In a previous post, I praised Don Boudreaux of Cafe Hayek for spreading economic wisdom to people in letters to the editor. This is the story Don told me about how he got hooked on economics. I tell this story whenever I teach the economics of price ceilings, for reasons you’ll see shortly.

In the winter of 1977, Don was distinctly unimpressed by his experience as an undergrad in Louisiana and was about to drop out. He came from a working-class background and his mother persuaded him to stick it out for one more quarter [semester?]. He looked around for classes that seemed interesting and signed up for principles of economics.

In the northeastern United States, the winter of 1977 was particularly harsh. I remember it well because it was my second year on the faculty at the University of Rochester. Seventy miles west, in Buffalo, an elderly couple froze to death that winter because their natural gas had been cut off. The reason for the shortage: price controls. Both the fact of price controls and the couple’s horrible fate made the national news. But virtually none of the reporters put the two facts together.

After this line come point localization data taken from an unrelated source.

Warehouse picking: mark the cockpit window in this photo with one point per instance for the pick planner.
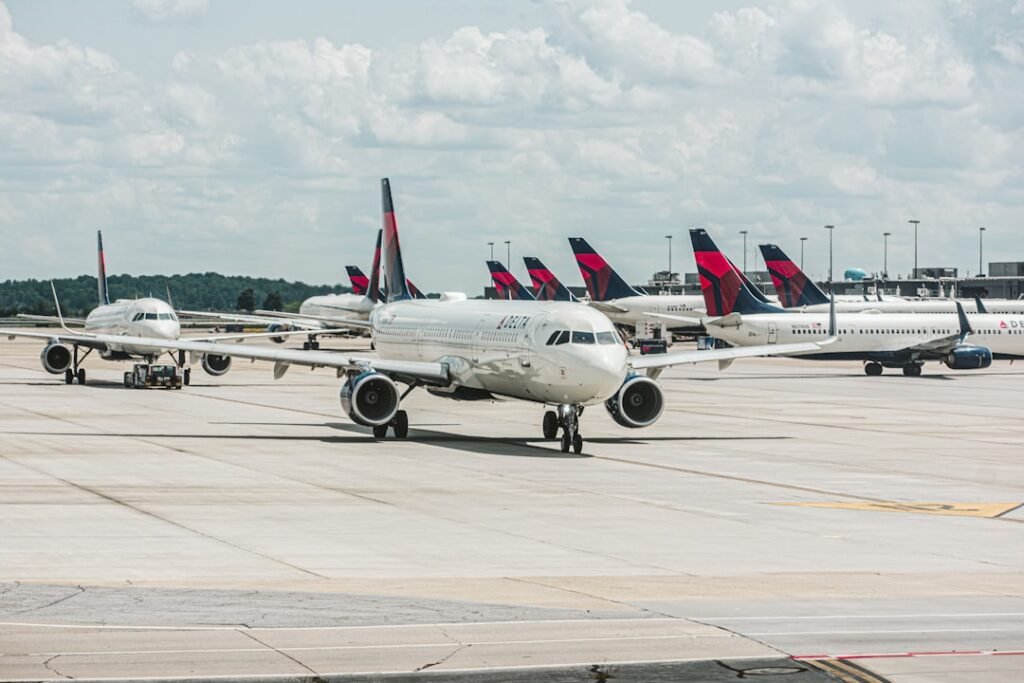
(580, 337)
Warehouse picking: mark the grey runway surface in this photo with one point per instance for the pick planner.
(780, 508)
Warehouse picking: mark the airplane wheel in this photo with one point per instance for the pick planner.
(400, 424)
(550, 425)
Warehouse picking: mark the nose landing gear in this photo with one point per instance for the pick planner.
(567, 418)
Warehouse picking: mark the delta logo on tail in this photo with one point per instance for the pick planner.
(721, 283)
(794, 288)
(360, 284)
(546, 286)
(506, 284)
(603, 284)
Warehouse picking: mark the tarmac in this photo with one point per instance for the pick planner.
(785, 519)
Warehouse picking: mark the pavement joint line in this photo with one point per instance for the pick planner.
(141, 511)
(381, 646)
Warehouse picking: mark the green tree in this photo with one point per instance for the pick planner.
(247, 300)
(272, 301)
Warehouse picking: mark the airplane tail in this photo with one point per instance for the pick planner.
(360, 284)
(394, 269)
(546, 286)
(374, 290)
(721, 283)
(602, 282)
(104, 295)
(794, 288)
(506, 284)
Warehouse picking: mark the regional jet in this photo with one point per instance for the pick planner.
(560, 354)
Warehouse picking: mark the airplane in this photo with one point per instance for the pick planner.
(625, 305)
(561, 354)
(109, 328)
(546, 286)
(506, 284)
(879, 340)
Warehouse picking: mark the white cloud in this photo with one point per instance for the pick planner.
(164, 11)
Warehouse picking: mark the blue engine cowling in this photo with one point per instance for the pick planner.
(969, 357)
(637, 403)
(370, 398)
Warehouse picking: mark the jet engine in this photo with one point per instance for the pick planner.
(637, 403)
(216, 365)
(55, 357)
(370, 398)
(969, 357)
(278, 327)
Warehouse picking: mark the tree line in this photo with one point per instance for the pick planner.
(195, 291)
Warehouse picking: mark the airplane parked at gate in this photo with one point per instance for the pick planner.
(109, 328)
(879, 340)
(561, 354)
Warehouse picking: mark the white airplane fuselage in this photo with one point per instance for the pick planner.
(859, 335)
(136, 317)
(503, 347)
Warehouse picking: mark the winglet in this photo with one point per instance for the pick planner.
(56, 302)
(965, 324)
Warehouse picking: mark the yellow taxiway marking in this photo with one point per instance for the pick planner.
(989, 510)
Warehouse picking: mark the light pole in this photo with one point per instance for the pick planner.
(981, 247)
(885, 255)
(914, 221)
(829, 228)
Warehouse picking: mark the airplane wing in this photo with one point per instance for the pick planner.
(52, 318)
(408, 371)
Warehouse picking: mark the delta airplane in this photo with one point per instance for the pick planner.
(884, 340)
(796, 290)
(561, 354)
(110, 327)
(546, 286)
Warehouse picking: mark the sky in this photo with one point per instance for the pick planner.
(249, 136)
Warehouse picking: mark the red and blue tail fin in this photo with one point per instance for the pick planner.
(414, 291)
(721, 283)
(794, 288)
(360, 284)
(104, 293)
(546, 286)
(394, 269)
(506, 284)
(602, 282)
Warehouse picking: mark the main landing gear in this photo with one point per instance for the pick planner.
(75, 372)
(567, 418)
(398, 425)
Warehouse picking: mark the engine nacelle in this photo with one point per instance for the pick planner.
(216, 365)
(56, 358)
(278, 327)
(969, 357)
(637, 403)
(370, 399)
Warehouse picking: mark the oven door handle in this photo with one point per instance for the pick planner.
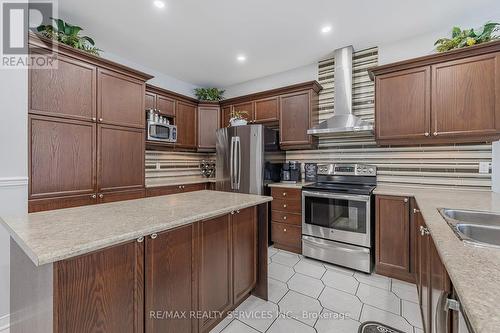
(363, 198)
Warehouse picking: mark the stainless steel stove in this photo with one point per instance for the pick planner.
(338, 215)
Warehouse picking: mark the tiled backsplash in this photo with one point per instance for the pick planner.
(174, 167)
(448, 166)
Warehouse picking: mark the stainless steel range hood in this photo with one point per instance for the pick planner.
(342, 121)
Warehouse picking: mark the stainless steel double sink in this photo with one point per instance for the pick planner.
(474, 227)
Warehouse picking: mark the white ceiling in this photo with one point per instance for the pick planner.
(197, 41)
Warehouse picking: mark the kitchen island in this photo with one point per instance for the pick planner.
(175, 263)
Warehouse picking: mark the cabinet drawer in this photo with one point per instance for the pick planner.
(289, 193)
(287, 235)
(288, 218)
(289, 206)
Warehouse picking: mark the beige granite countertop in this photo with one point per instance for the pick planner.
(474, 271)
(158, 182)
(47, 237)
(290, 185)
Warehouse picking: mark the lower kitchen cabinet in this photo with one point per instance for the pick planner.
(170, 273)
(433, 284)
(393, 250)
(286, 216)
(244, 253)
(100, 292)
(216, 295)
(182, 280)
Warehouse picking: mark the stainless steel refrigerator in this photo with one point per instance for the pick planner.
(248, 157)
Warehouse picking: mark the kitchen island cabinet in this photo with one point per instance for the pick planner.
(156, 264)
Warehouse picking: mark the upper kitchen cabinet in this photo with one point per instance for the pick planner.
(185, 119)
(294, 109)
(451, 97)
(403, 101)
(66, 91)
(208, 123)
(466, 97)
(296, 117)
(86, 122)
(266, 110)
(120, 99)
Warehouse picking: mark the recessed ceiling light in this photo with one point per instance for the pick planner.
(159, 4)
(326, 29)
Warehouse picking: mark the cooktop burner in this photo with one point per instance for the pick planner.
(341, 188)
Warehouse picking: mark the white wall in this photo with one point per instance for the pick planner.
(14, 166)
(297, 75)
(161, 80)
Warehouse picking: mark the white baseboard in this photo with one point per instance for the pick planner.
(4, 324)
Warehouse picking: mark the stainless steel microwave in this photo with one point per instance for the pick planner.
(161, 132)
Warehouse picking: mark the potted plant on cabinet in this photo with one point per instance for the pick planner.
(209, 94)
(238, 118)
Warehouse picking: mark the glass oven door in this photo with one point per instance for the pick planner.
(340, 217)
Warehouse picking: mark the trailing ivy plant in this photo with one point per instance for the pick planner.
(468, 37)
(209, 94)
(68, 34)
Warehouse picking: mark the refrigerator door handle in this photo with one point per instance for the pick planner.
(231, 162)
(238, 162)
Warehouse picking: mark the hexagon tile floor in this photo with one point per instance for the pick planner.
(306, 295)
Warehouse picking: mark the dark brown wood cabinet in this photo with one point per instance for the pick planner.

One day in class, his professor showed how a price ceiling causes a shortage. Don grokked it immediately and said to himself, “Oh my gosh, that’s why that couple in Buffalo froze.” He saw the power of economics to explain the otherwise mysterious world around him. He was hooked. He later told me that those three lines–the supply curve, the demand curve, and the price ceiling–are the most important three lines in economics.

BTW, in my introductory lecture in economics in my distance learning class, I “sell” economics by telling them that they’ll understand a lot about the world that is otherwise a mystery. At the end of each break, I play music to bring them back into the room. The first song I play is always Norah Jones, “Come Away With Me.”